Я огляделась, и, с удивлением, обнаружила, что вокруг меня копошатся чем-то (интересно, чем же) недовольные пчеловеи. Вскочила, и поняла, что все это время сидела на домике этих бедных насекомых.
– Ай! – У пчеловей кончилось терпение, они перешли к активным действиям. Собравшись толпой решили покарать агрессора. – Ай, ай, айяяяяяяй!
Я, даже вещи не успев собрать, спешно покидала… Да что уж там, – убегала с воплями и позором как можно дальше. Н-да… теперь до ночи туда не сунешься… По собственной невнимательности, теперь, осталась без еды. Пчеловеи махом, по крошкам, перетащат ее в свое укрытие. Лишь бы спички и снадобья не тронули… Оставалось только надеяться на лучшее, что не доберутся эти прожоры до моих запасов.
Осмотревшись, решила спуститься к речушке, которая текла рядом с холмом. Пока шла по склону, набрала две пригоршни земляники. Ну, хоть что-то, чтобы немного перебить аппетит. Вода в реке была кристально чистая, сверкала и струилась на солнце. Весело плескалась рыба, подставляя серебристые бока под теплые солнечные лучи. Лишь бы не к дождю. Шатер тоже остался в сумке, в плену у пчеловей и в случае непогоды, я просто вымокну до нитки.
Стало немного грустно. Похоже, дедушка-полевик оказался прав. Я хлупа, как пробка. И не умею смотреть по сторонам.
Неожиданно, я услышала какой-то звук. То ли стон, то ли писк. Я тряхнула головой. Почудилось? Но звук повторился. Где-то в кустах. Я прислушалась. И решилась. Похоже, бедолага совсем лишился сил. Кусты оказались колючими, но Ведуньи трудностей не боятся. Минут пятнадцать, я боролась с ветками и колючками. Расцарапала руки и порвала свой любимый дорожный костюм. Но, упорно лезла дальше, даже не думая, как буду выбираться отсюда.
– Ух… Ухух… – прозвучало где-то совсем рядом. Я раздвинула последний ряд веток и, краем глаза, где-то слева, заметила какое-то шевеление… Вниз головой, висел подросший птенец филина. Протянула к нему руку и еле успела отдернуть. Клюв щёлкнул в миллиметре от моей ладони. Малыш был перепуган. Аккуратно, обхватив крылья со спины, чтобы трепыхания ему еще больше не повредили, подняла выше, чтобы понять, что же удерживает бедную птаху в плену. Почувствовав, что зла ему не желают, птенец затих и дал распутать с ноги охотничий силок.
– Хлупый. И я хлупая. Совершенно очевидно, что мы друг друга стоим. А?
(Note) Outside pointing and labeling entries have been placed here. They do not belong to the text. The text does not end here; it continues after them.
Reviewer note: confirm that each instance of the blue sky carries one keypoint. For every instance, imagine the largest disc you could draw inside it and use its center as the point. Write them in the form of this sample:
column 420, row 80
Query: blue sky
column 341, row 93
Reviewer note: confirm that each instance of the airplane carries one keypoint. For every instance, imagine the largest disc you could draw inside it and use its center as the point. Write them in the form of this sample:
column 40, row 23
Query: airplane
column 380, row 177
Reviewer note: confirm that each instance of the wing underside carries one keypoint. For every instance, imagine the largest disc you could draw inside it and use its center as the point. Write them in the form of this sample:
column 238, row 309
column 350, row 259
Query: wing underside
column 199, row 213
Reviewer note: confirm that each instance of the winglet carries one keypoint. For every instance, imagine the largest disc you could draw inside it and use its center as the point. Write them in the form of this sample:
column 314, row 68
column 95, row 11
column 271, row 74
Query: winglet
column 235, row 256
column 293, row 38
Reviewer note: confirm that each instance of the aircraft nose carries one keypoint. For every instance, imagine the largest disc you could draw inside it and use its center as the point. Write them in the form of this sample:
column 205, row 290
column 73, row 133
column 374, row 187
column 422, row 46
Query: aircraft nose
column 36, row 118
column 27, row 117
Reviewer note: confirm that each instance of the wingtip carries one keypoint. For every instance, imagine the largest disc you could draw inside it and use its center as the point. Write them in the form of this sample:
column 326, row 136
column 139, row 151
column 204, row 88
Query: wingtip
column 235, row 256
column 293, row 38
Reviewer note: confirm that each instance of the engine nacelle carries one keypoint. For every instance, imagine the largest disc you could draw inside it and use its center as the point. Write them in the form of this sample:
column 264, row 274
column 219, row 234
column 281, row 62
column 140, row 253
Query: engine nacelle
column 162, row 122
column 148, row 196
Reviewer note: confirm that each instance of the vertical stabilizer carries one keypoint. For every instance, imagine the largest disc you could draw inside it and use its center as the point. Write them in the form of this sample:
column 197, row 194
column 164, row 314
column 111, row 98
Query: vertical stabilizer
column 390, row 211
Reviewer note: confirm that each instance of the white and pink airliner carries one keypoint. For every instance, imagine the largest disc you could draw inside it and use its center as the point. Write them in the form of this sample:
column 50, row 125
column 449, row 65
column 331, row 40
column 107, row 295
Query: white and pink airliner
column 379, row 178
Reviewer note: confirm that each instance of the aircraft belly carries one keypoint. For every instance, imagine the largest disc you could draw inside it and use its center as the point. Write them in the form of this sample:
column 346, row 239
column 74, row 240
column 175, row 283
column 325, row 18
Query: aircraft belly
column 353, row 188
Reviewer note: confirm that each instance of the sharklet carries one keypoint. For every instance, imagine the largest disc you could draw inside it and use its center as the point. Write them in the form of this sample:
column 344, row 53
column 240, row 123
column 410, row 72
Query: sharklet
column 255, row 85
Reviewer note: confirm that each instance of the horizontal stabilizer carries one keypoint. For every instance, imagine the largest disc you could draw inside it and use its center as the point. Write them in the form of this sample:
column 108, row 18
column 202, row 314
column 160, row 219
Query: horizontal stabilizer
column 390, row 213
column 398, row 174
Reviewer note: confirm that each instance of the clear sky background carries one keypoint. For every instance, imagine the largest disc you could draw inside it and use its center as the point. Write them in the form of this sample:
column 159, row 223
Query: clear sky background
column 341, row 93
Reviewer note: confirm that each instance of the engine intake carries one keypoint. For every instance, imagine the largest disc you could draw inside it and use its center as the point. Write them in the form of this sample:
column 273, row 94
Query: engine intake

Филин сидел у меня в ладонях, не спеша улетать. Действительно, он остался совсем без сил. Ну что же. Пересадила его на плечо. Отдохну немного и будем выбираться. Засунула руку в карман, в поисках каких-нибудь крошек, которые могли бы помочь птенцу восстановить силы, но не нашла. Зато, вытащила пузырек с перламутрово-зеленой жидкостью. Зелье преображения… Как я… Птенец подпрыгнул, испугавшись звона от моей пустой головы, когда я от избытка чувств хлопнула себя по лбу.
– Извини, – я скосила на него глаза. – Не хотела тебя напугать.
Птенец гукнул, то ли ругаясь, то ли в знак понимания.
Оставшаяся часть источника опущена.